Are you just barely getting by? Go forth and bake (chicken).
Barely-Getting-By Baked Chicken
The details aren’t that specific here. Just wing it.
Oven at 400º.
One big baker (9×13 works well), lightly Pammed
1 package of boneless, skinless chicken breasts (about 3-4, depending on the package)
1 package dry salad dressing mix, ranch or Italian (both are delicious)
1/4 – 1/2 cup grated Parmesan cheese (the cheap stuff, the kind you sprinkle on spaghetti and keep in a shaker in the fridge)
In a gallon-size Ziploc, mix the dressing mix and Parmesan. It won’t look like much, but resist the urge to add more cheese. Trust me.

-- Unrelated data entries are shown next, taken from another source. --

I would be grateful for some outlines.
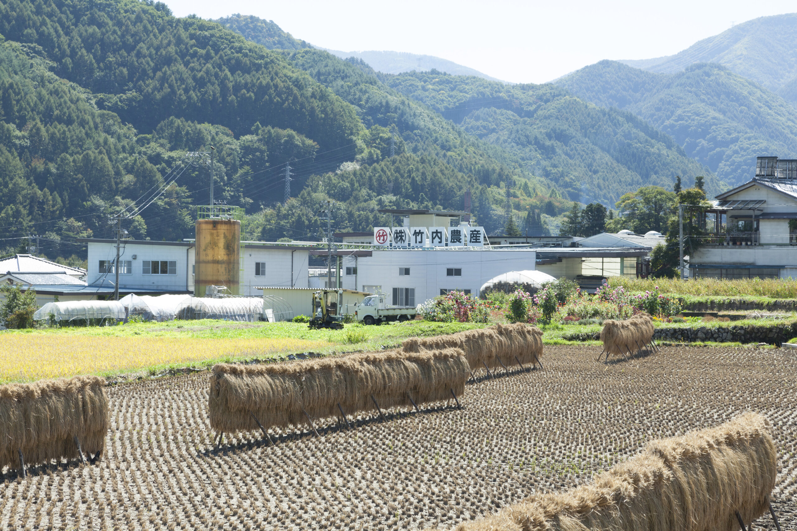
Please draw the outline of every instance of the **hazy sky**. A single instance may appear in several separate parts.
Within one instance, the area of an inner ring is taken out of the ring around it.
[[[165,1],[179,17],[253,14],[318,46],[425,53],[516,83],[670,55],[734,23],[797,11],[795,0]]]

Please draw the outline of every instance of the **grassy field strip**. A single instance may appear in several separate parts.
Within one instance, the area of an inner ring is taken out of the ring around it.
[[[0,382],[108,374],[175,363],[320,349],[326,341],[290,338],[197,338],[0,334]]]
[[[684,295],[767,297],[797,299],[797,280],[787,279],[630,279],[610,276],[612,287],[622,286],[628,291],[653,291]]]

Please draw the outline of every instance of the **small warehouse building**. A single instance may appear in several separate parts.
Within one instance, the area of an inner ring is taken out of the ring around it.
[[[260,286],[256,289],[263,292],[264,310],[273,306],[286,304],[292,311],[292,317],[296,315],[312,315],[312,293],[317,290],[311,287],[276,287],[273,286]],[[363,299],[371,295],[363,291],[343,288],[343,313],[353,314],[358,304]],[[275,314],[280,313],[278,310]],[[279,320],[279,319],[277,319]]]

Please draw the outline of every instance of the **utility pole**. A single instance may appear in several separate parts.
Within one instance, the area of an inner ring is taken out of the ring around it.
[[[213,146],[210,146],[210,215],[213,216],[213,205],[215,203],[213,201],[213,154],[216,152],[216,148]]]
[[[681,255],[681,279],[684,279],[684,205],[678,205],[678,250]]]
[[[327,208],[321,210],[326,213],[327,217],[327,288],[332,287],[332,201],[327,200]],[[322,220],[324,218],[321,218]],[[335,249],[336,257],[337,249]]]
[[[288,205],[288,200],[291,198],[291,165],[289,163],[285,166],[285,205]]]
[[[212,190],[213,189],[211,188],[210,189]],[[119,300],[119,246],[121,239],[122,213],[120,213],[116,214],[116,260],[113,263],[113,271],[116,273],[116,282],[113,284],[113,300]]]

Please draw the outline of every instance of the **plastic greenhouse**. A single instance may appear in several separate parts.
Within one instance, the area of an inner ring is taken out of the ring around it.
[[[36,310],[36,320],[49,319],[50,315],[58,322],[75,322],[84,320],[89,324],[92,320],[98,322],[105,319],[122,320],[124,318],[124,305],[120,301],[67,301],[64,303],[47,303]]]
[[[263,295],[263,317],[269,322],[290,321],[296,315],[293,307],[282,297]]]
[[[128,317],[140,316],[147,321],[171,321],[178,306],[190,295],[136,295],[131,294],[120,299],[128,309]]]
[[[175,311],[175,319],[259,321],[262,315],[261,297],[190,297],[183,301]]]
[[[556,277],[551,276],[548,273],[541,271],[510,271],[493,277],[482,284],[479,289],[479,293],[484,293],[489,289],[498,289],[506,291],[511,289],[512,286],[523,286],[524,289],[539,290],[546,282],[554,282]]]

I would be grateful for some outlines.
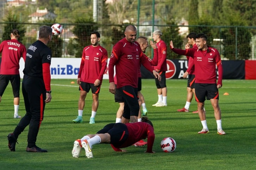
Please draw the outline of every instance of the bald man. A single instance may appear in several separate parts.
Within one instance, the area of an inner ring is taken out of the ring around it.
[[[137,29],[132,25],[127,26],[125,37],[113,47],[109,65],[109,91],[115,93],[114,82],[114,66],[115,65],[117,80],[116,88],[121,92],[124,102],[121,122],[138,122],[139,105],[137,98],[139,69],[141,63],[152,72],[156,78],[161,80],[159,74],[154,70],[148,60],[143,55],[140,44],[135,41]]]

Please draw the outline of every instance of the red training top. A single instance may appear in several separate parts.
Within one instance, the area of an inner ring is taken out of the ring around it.
[[[155,140],[154,128],[146,122],[135,122],[125,124],[128,129],[129,136],[124,143],[121,146],[111,144],[113,149],[117,151],[121,151],[119,148],[123,148],[132,146],[142,139],[147,138],[147,152],[152,152],[152,148]]]
[[[108,52],[104,48],[99,45],[85,47],[83,50],[78,78],[81,81],[93,84],[98,79],[101,84],[107,62]]]
[[[185,50],[173,48],[171,49],[175,53],[193,57],[195,62],[195,83],[215,84],[216,66],[218,68],[219,78],[217,84],[222,85],[223,68],[221,60],[217,49],[208,47],[207,50],[202,51],[194,48]]]
[[[154,70],[159,70],[161,71],[167,71],[167,64],[166,62],[166,56],[167,47],[165,43],[163,40],[156,44],[158,51],[158,63],[157,65],[154,66]]]
[[[192,48],[195,48],[196,49],[198,49],[197,46],[196,45],[196,43],[195,43],[193,45],[193,47]],[[188,61],[188,69],[186,70],[188,72],[189,74],[195,74],[195,63],[194,63],[194,60],[193,59],[191,59],[191,60],[189,59],[189,58],[190,57],[189,56],[187,56],[187,58]]]
[[[138,75],[140,64],[152,72],[148,60],[144,56],[140,45],[131,42],[126,38],[119,41],[114,47],[109,64],[109,83],[114,82],[114,66],[115,65],[117,88],[124,86],[138,87]]]
[[[26,60],[25,46],[17,40],[4,41],[0,44],[0,53],[2,53],[0,74],[19,74],[20,57]]]

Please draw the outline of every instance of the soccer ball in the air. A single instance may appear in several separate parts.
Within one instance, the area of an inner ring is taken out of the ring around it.
[[[61,25],[59,24],[54,24],[51,26],[53,29],[53,34],[54,35],[60,35],[62,32],[62,27]]]
[[[165,138],[161,142],[161,148],[165,152],[171,152],[176,149],[176,142],[171,138]]]

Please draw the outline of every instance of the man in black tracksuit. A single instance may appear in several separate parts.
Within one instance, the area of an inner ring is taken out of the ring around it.
[[[43,118],[45,103],[50,102],[50,65],[51,52],[47,46],[51,40],[52,30],[50,27],[40,27],[39,38],[28,49],[23,70],[22,93],[26,113],[20,120],[13,132],[8,136],[11,151],[15,151],[19,135],[29,124],[28,135],[27,152],[47,152],[36,145],[39,128]]]

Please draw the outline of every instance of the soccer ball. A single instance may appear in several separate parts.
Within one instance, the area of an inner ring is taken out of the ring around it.
[[[171,138],[165,138],[161,142],[161,148],[165,152],[172,152],[176,149],[176,142]]]
[[[51,26],[53,29],[53,34],[54,35],[60,35],[62,32],[62,27],[61,25],[59,24],[54,24]]]

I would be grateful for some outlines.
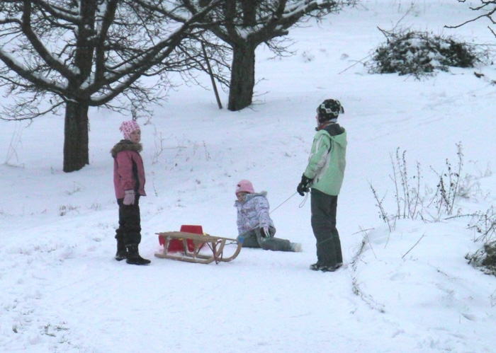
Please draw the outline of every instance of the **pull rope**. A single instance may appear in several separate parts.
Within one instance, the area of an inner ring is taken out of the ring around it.
[[[282,203],[281,203],[279,206],[278,206],[277,207],[276,207],[275,209],[274,209],[272,211],[271,211],[270,212],[269,212],[269,214],[271,214],[272,212],[274,212],[276,211],[277,209],[278,209],[279,207],[281,207],[283,204],[284,204],[286,203],[288,201],[289,201],[289,199],[291,199],[291,197],[293,197],[293,196],[295,196],[297,193],[298,193],[298,191],[297,191],[296,192],[295,192],[294,194],[293,194],[293,195],[292,195],[291,196],[290,196],[289,197],[288,197],[286,199],[285,199],[284,201],[283,201]]]
[[[303,200],[301,202],[300,202],[300,204],[298,205],[298,207],[300,207],[300,208],[303,207],[303,205],[305,204],[305,202],[307,202],[307,199],[308,199],[308,192],[305,192],[305,197],[303,197]]]

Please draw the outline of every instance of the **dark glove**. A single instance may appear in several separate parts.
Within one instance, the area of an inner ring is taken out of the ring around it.
[[[296,191],[301,196],[305,196],[304,192],[308,192],[310,191],[310,185],[312,184],[313,179],[309,179],[305,176],[305,174],[301,175],[301,181],[298,185],[296,187]]]
[[[129,190],[124,192],[124,200],[123,203],[126,206],[135,204],[135,190]]]
[[[271,238],[272,236],[269,227],[261,227],[260,228],[260,234],[261,234],[261,236],[264,238]]]

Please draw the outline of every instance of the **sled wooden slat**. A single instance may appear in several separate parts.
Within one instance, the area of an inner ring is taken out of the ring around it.
[[[167,231],[157,233],[157,234],[163,237],[165,241],[164,244],[164,250],[162,253],[155,253],[155,256],[163,259],[179,260],[179,261],[201,264],[208,264],[214,261],[216,263],[221,261],[227,262],[236,258],[241,251],[242,244],[238,242],[237,239],[184,231]],[[171,239],[179,239],[181,241],[183,242],[184,250],[180,252],[179,254],[177,253],[169,253],[169,243]],[[193,241],[193,251],[189,251],[189,250],[188,250],[188,240]],[[227,244],[234,243],[237,245],[236,250],[230,257],[224,256],[224,247],[227,245],[226,241],[229,241]],[[203,246],[203,248],[207,250],[207,252],[208,250],[210,250],[212,252],[212,255],[199,253],[200,248],[202,244],[206,245]]]

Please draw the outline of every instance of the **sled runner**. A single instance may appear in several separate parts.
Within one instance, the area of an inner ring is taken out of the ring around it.
[[[227,262],[236,258],[241,251],[242,243],[236,239],[185,231],[168,231],[157,233],[157,234],[159,236],[160,243],[164,244],[164,250],[162,253],[155,253],[155,256],[163,259],[179,260],[201,264],[208,264],[214,261],[215,263],[219,263],[221,261]],[[183,251],[171,253],[169,250],[169,244],[171,241],[177,240],[182,241]],[[189,247],[188,246],[188,243]],[[193,250],[190,250],[191,243],[193,243]],[[230,257],[225,257],[224,248],[226,245],[229,244],[235,244],[237,248],[234,254]],[[199,253],[202,246],[204,251]],[[210,252],[212,253],[211,255]]]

Do whatever you like to prep your boneless, skinless chicken breasts. I tend to pat them dry with a paper towel just to make sure the final product isn’t slimy. That’s it.
Put the chickens in the Ziploc, seal, and shake. There should be plenty of dry mix to coat the chicken breasts.
Put the coated chickens in the baker. Resist the urge to add more of the dry mix to the chickens. It just makes them dusty, and nobody likes dusty chickens.
Bake for about 20 minutes, until the chicken’s done. In my experience, the dry mix doesn’t turn particularly golden or anything. Just make sure your chicken’s cooked. (If you’re just barely getting by, you’re going to be dead in the water if you’ve got food poisoning.)
Eat! These chickens are great on their own, with a side of steamed broccoli, chopped up in a salad or a Lean Cuisine mac & cheese…you get the picture. I love to make a big batch – sometimes one ranch, one Italian – and package them individually for work-week lunches (or breakfasts, who am I kidding?).